Où fut l'âme de l'Italie au XVIe siècle? Dans la placide facilité du charmant Raphaël? dans la sublime ataraxie du grand Léonard de Vinci, le centralisateur des arts, le prophète des sciences? Celui-ci, toutefois, qui voulut l'insensibilité, qui se disait: «Fuis les orages,» il a, qu'il le voulût ou non, laissé dans le Saint Jean, dans le Bacchus et la Joconde même, dans le sourire nerveux et maladif que ces têtes étranges ont toutes aux lèvres, une trace douloureuse des tiraillements de l'esprit italien, de cette fièvre de maremme qu'il couvrait d'hilarité fausse, du badinage plutôt léger que gai de Pulci et de l'Arioste.

Il y a eu un homme, en ce temps, un cœur, un vrai héros.

Avez-vous vu dans le Jugement dernier, vers le milieu de cette toile immense, celui que se disputent les démons et les anges? Avez-vous vu dans cette figure et d'autres ces yeux qui nagent et s'efforcent de regarder en haut, l'anxiété mortelle de l'âme, où luttent deux infinis contraires?... Images vraies du XVIe siècle entre les croyances anciennes et les nouvelles, images de l'Italie entre les nations, images de l'homme d'alors et de Michel-Ange lui-même. Ce tableau, œuvre savante et calculée de sa vieillesse, mais si longuement préparé, montre ainsi des parties naïves, jeunes, spontanées, arrachées du cœur même, et sa révélation profonde.

On l'a dit à merveille: «Michel-Ange fut la conscience de l'Italie... De la naissance à la mort, son œuvre fut le jugement.» (A. Dumesnil: l'Art italien.)

Il ne faut faire attention ni aux premières sculptures païennes de Michel-Ange, ni aux velléités chrétiennes qui ont traversé sa vie. Dans Saint-Pierre, il n'a guère songé au triomphe du catholicisme; il n'a rêvé que le triomphe de l'art nouveau, l'achèvement de la grande victoire de son maître Brunelleschi, devant l'œuvre duquel il a fait placer son tombeau, afin, disait-il, de la contempler pendant toute l'éternité. Il a procédé de deux hommes, Savonarole et Brunelleschi. Il n'est ni païen, ni chrétien. Il est de la religion des Sibylles, de celle du prophète Élie, des sauvages mangeurs de sauterelles de l'Ancien Testament.

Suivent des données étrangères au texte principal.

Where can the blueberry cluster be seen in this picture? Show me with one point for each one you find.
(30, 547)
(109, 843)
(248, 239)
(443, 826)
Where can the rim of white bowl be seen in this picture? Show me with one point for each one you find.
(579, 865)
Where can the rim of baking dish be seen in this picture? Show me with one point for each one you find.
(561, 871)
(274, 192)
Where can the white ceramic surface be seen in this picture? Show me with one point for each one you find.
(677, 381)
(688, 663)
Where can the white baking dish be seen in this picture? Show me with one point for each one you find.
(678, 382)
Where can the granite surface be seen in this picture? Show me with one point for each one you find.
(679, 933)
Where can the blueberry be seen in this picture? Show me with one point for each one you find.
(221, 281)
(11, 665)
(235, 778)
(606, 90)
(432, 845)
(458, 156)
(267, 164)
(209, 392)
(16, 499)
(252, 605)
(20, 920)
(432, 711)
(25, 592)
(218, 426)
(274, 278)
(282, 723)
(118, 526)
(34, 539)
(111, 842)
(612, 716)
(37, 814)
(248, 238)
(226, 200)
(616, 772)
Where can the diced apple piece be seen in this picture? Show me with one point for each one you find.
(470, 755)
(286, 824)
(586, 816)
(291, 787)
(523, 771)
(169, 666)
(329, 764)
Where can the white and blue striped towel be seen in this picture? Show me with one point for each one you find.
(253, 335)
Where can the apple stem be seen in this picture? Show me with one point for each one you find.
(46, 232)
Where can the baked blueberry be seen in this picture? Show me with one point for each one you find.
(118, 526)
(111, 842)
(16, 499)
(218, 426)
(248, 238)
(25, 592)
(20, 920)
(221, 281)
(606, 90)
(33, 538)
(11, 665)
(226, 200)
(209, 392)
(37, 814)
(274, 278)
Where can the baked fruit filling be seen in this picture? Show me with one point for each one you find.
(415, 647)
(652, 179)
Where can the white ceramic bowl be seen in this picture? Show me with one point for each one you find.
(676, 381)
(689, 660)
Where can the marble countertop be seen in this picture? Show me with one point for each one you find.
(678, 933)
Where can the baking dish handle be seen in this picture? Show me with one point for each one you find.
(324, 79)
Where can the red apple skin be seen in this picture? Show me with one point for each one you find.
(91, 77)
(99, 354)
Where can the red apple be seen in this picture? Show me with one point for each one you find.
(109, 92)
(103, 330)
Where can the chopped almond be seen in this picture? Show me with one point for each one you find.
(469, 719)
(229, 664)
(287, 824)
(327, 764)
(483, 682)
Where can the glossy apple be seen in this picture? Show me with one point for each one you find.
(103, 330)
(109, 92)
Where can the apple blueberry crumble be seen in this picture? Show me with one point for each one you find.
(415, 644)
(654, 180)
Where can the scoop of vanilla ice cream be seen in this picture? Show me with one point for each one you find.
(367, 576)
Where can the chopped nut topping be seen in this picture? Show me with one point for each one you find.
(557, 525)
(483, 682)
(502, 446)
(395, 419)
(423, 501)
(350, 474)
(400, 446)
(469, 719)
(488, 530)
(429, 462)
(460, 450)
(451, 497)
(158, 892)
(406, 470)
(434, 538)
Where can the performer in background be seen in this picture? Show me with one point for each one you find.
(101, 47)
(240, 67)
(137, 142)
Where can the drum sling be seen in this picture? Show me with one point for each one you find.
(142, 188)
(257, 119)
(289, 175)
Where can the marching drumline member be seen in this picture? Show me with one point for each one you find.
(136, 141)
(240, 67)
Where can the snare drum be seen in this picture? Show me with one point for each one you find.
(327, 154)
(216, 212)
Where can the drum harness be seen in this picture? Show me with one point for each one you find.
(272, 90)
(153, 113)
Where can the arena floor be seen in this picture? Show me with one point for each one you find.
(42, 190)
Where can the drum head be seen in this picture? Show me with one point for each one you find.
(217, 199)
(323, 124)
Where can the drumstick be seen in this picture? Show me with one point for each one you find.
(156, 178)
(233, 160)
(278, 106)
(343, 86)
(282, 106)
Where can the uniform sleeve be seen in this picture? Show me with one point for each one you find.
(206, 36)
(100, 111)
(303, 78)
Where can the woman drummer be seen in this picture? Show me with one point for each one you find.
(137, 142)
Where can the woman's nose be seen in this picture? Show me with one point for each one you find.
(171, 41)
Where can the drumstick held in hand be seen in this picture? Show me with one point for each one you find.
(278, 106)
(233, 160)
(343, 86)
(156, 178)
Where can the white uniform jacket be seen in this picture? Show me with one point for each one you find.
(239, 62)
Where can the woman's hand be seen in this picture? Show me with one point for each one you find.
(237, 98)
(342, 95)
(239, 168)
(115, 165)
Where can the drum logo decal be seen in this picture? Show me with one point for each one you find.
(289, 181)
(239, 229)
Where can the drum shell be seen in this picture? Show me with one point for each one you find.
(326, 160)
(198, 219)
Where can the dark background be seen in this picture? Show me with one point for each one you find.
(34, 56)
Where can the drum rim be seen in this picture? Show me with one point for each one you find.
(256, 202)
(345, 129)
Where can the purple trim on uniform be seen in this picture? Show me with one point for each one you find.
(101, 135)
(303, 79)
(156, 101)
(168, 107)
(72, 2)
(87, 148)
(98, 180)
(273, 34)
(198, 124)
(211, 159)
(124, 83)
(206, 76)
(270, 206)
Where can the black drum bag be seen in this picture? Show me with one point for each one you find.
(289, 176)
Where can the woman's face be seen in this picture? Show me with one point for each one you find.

Sa gloire et sa couronne unique (rien de tel avant, rien après), c'est d'avoir mis dans l'art la chose éminemment nouvelle, la soif et l'aspiration du Droit.

Ah! qu'il mérite d'être appelé le défenseur de l'Italie, non pas pour avoir fortifié les murs de Florence à son dernier jour, mais pour avoir, dans les jours infinis qui suivent et suivront, montré dans l'âme italienne, suppliciée comme une âme sans droit, la triomphante idée du Droit que le monde ne voyait pas encore.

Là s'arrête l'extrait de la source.